Lors de sa récente visite à Kinshasa, Adama Dieng avait alerté l’opinion congolaise et internationale sur « l’impérieuse nécessité d’ouvrir des enquêtes au Kasaï, d’identifier les auteurs des crimes abominables qui ont été commis», avait-il insisté.

Une situation au Kasaï qui est loin de s’être améliorée. Bien au contraire.
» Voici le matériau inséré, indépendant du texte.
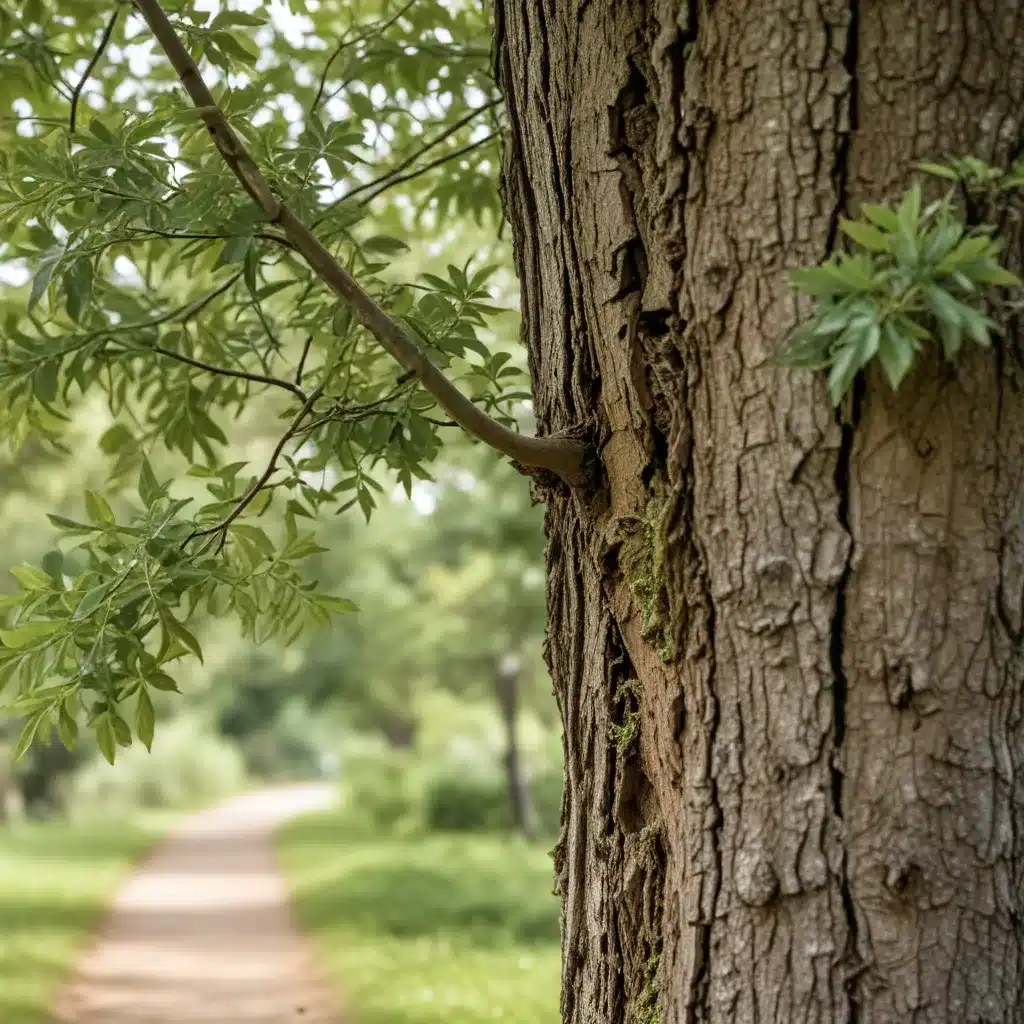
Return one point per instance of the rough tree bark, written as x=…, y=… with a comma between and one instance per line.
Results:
x=786, y=644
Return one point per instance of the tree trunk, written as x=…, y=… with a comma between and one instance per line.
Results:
x=520, y=799
x=785, y=644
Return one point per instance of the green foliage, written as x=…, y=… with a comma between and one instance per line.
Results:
x=914, y=274
x=428, y=930
x=159, y=287
x=459, y=801
x=55, y=884
x=380, y=791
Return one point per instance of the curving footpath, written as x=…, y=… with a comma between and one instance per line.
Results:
x=203, y=931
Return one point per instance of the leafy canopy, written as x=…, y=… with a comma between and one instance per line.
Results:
x=138, y=270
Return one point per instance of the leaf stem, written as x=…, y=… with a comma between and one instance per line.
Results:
x=563, y=455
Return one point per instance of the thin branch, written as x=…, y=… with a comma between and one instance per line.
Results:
x=375, y=29
x=224, y=371
x=562, y=454
x=409, y=161
x=246, y=500
x=438, y=162
x=90, y=67
x=302, y=360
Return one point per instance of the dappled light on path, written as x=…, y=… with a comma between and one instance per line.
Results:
x=203, y=932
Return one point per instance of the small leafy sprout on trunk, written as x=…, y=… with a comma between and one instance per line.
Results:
x=913, y=274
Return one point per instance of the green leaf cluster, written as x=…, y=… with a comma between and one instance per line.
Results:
x=158, y=287
x=913, y=275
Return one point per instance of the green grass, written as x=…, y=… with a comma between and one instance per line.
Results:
x=55, y=882
x=428, y=929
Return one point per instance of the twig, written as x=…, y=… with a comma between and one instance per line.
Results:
x=246, y=500
x=438, y=162
x=563, y=454
x=90, y=67
x=224, y=371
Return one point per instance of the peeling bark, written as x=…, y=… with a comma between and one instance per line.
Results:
x=785, y=644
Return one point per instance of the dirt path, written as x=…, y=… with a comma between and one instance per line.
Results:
x=203, y=931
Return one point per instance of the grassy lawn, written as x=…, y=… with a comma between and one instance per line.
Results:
x=428, y=930
x=55, y=882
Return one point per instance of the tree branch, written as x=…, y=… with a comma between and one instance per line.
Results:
x=390, y=182
x=302, y=359
x=224, y=371
x=562, y=455
x=90, y=67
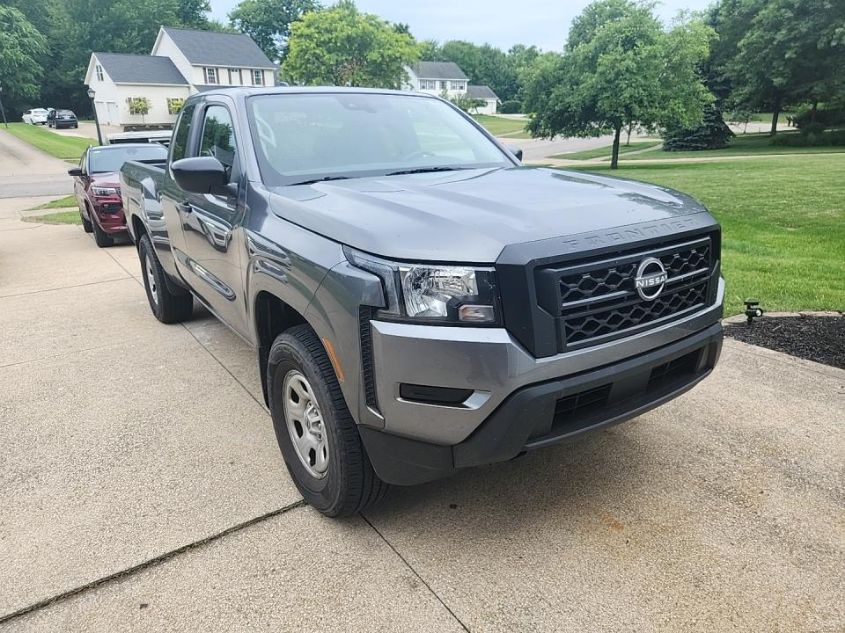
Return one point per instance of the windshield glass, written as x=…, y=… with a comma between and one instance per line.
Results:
x=112, y=158
x=302, y=137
Le 12 juillet dernier, l’ONU a annoncé avoir découvert 38 nouvelles fosses communes dans cette partie du pays portant ainsi le nombre des charniers à plus de 80. Tandis que dans l’ensemble les violences au Kasaï ont fait plus de 3000 morts plusieurs milliers des déplacés

La rencontre entre Nikki Haley et Adama Dieng intervient au moment où les États-Unis ont repris les initiatives pour obtenir une enquête indépendante. La résolution adoptée en juin dernier par l’ONU place les enquêteurs internationaux sous le commandement du gouvernement congolais.